TIMES MALANG, MALANG – Gereja peninggalan kolonial di Kabupaten Malang banyak berdiri dan terjaga keasliannya. Tempat ibadah tersebut masih mempertahankan arsitektur Belanda.
Pada Natal 2022 kali ini, gereja peninggalan Belanda ini juga menyelenggarakan ibadah misa. Seperti gereja lain, gereja peninggalan Belanda tersebut dihias dengan ornamen khas Natal. Kemeriahan Natal tampak dari dekorasi dengan perpaduan warna hijau, merah, dan putih.
Empat Gereja Peninggalan Kolonial di Kabupaten Malang
Setidaknya ada empat gereja peninggalan Kolonial Belanda di Kabupaten Malang yang masih kokoh berdiri. Gereja tersebut selalu menjadi jujugan jemaat untuk melakukan ibadah.
GKJW Jemaat Sitiarjo, Kabupaten Malang
Bukti Prasasti GKJW Sitiarjo yang merupakan salah satu gereja peninggalan kolonial. (Foto: Kekunaan)
Gereja peninggalan kolonial itu terletak di Jalan Barat Greja No. 9 Dusun Palung RT 23 RW 05 Desa Sitiarjo, Kecamatan Sumbermanjing Wetan, Kabupaten Malang, Provinsi Jawa Timur.
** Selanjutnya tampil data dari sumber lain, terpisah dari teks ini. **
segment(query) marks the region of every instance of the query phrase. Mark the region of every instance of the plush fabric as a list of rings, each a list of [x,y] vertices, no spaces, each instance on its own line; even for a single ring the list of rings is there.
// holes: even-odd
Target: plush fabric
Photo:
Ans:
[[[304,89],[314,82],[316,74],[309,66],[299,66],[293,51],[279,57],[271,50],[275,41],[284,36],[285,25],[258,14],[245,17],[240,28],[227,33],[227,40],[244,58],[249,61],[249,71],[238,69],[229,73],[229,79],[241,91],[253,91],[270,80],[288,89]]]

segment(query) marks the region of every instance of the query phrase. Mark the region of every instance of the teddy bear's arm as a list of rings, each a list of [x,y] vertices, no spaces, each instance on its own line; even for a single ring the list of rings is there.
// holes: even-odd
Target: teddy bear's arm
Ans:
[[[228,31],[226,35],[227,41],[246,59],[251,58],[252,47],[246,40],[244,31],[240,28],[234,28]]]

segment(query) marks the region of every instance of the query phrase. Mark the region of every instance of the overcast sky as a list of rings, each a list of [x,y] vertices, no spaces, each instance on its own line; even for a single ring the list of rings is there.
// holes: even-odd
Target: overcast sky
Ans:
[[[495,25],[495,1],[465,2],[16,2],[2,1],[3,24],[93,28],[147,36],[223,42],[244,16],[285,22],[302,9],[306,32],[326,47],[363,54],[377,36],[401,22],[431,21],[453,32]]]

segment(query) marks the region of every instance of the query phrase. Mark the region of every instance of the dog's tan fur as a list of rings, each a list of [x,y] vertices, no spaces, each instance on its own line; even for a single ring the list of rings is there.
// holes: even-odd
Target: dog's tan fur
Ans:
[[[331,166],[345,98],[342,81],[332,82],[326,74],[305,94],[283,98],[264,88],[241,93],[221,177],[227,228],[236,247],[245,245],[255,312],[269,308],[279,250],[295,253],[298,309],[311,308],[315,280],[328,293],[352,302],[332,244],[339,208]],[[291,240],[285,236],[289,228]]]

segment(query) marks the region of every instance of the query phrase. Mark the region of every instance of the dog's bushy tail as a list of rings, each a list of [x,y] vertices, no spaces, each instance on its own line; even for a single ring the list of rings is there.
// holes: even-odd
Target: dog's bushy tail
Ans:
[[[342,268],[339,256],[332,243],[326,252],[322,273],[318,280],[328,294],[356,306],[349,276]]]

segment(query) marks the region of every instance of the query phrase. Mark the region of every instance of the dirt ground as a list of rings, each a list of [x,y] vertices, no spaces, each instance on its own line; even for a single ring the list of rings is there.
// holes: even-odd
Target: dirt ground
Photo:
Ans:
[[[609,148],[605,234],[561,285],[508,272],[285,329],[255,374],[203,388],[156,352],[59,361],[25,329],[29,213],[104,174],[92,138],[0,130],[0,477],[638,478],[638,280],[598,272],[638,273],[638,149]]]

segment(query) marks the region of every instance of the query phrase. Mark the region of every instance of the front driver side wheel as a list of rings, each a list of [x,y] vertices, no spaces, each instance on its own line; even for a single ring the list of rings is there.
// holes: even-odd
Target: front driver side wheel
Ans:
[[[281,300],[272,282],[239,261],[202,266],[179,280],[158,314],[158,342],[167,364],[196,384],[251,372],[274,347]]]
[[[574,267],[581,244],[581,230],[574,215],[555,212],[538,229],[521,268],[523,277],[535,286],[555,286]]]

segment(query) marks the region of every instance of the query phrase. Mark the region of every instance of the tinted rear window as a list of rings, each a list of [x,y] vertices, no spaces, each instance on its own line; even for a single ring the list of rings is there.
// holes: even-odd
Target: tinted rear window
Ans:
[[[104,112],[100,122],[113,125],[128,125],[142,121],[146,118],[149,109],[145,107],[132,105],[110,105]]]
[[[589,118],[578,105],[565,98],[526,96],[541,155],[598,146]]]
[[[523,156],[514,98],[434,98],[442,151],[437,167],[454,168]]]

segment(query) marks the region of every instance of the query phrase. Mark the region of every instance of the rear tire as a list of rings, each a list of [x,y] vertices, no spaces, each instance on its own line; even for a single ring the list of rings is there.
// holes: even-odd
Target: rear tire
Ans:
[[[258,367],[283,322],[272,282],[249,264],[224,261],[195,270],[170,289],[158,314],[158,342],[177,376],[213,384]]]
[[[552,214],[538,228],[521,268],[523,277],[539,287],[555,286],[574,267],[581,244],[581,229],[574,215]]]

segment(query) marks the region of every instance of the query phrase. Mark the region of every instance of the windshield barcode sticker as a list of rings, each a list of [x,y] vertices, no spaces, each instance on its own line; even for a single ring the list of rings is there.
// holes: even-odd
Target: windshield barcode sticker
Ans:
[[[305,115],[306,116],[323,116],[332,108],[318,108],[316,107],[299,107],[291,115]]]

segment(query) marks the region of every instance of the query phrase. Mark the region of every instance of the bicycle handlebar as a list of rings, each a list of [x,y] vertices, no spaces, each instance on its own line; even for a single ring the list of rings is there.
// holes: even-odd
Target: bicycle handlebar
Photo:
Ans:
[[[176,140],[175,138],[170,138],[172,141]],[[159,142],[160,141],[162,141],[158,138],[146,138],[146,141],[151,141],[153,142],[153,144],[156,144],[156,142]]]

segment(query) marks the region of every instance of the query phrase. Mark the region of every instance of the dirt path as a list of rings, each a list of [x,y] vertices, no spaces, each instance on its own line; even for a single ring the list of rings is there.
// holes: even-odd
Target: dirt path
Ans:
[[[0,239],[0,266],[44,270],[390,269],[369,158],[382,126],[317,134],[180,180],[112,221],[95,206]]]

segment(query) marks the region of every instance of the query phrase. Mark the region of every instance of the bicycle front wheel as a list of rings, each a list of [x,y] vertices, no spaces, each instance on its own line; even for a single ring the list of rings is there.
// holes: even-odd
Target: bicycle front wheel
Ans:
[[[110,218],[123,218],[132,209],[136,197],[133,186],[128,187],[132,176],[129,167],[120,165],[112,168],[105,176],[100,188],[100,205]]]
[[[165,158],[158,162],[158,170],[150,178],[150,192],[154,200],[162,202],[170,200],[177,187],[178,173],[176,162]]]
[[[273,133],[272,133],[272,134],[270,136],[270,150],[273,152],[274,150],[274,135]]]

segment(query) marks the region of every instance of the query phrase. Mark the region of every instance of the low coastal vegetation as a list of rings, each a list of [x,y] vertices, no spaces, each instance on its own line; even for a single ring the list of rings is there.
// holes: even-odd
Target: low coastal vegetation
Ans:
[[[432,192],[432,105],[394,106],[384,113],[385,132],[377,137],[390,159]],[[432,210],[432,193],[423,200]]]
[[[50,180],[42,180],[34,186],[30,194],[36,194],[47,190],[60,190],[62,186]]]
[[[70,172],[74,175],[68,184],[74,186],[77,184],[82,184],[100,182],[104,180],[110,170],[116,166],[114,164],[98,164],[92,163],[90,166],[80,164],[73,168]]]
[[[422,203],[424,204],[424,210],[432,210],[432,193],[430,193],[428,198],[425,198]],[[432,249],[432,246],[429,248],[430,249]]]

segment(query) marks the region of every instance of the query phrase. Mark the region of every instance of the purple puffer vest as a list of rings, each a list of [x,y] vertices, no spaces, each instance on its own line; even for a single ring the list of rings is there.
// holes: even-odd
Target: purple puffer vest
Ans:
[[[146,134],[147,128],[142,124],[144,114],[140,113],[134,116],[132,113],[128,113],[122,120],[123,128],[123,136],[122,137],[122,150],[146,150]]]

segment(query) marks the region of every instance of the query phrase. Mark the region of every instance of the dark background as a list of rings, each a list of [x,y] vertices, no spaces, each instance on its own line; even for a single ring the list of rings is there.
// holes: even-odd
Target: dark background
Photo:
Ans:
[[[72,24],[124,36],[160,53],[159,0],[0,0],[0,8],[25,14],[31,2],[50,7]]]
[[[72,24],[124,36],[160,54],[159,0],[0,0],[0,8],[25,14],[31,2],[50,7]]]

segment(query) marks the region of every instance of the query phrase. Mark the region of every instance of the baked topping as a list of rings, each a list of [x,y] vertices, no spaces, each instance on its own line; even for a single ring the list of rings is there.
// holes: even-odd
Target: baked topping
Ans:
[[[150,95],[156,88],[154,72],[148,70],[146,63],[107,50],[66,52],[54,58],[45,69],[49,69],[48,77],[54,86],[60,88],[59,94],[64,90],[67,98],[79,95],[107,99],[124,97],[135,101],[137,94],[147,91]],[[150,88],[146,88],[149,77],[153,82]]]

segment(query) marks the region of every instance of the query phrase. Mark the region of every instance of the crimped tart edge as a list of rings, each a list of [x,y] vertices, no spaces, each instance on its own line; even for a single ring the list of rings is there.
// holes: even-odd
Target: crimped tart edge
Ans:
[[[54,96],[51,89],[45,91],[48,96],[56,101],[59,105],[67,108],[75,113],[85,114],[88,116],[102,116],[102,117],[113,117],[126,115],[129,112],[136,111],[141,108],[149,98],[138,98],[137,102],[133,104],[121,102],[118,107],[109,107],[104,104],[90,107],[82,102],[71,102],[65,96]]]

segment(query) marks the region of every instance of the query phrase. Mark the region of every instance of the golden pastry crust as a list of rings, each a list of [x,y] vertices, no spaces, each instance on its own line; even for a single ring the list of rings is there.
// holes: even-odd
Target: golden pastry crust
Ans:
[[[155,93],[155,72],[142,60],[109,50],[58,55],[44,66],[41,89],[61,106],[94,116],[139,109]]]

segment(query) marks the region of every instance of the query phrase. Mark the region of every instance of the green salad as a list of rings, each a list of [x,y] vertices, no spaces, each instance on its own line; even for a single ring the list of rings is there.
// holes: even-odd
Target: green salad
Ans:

Dilansir dari situs Kekunaan, keberadaan gereja ini tidak terlepas dari perjalanan sejarah Desa Sitiarjo. Menurut sejarahnya, desa ini dulu dibuka beberapa anggota komunitas kristiani yang berasal dari Suwaru dan Wonorejo.
Komunitas tersebut membuka lahan pada tahun 1893 setelah sebelumnya sebanyak dua kali dilakukan survey lokasi terlebih dahulu. Kemudian baru diterbitkan surat ijin resminya dari Pemerintah Hindia Belanda di Batavia pada 25 Juni 1895, meski surat ijin itu baru sampai di Sitiarjo pada 11 Februari 1897.
Penerbitan surat ijin berlogo singa atas nama Pemerintah Hindia Belanda itu sekaligus menandai terbentuknya pasamuwan (jemaat) di Sitiarjo.
Jemaat Sitiarjo ini terbentuk oleh sejumlah komunitas kristiani yang membuka lahan hutan tersebut. Di daerah Malang, perkembangan jemaat GKJW diawali di Suwaru (1857), Peniwen (1880), Wonorejo (1887), dan kemudian Sitiarjo.
Pada tahun 1901 itu mulai dibangun sebuah gereja yang difungsikan sebagai sekolah di lahan Pasamuwan Sitiarjo. Aktivitas sekolah itu diemban oleh dua orang guru pada waktu itu, yaitu Ernes dan Sasminah, sedang Guru Injilnya dipegang oleh Akimas. Sekarang, sekolah itu menjadi area SMP YBPK Sitiarjo.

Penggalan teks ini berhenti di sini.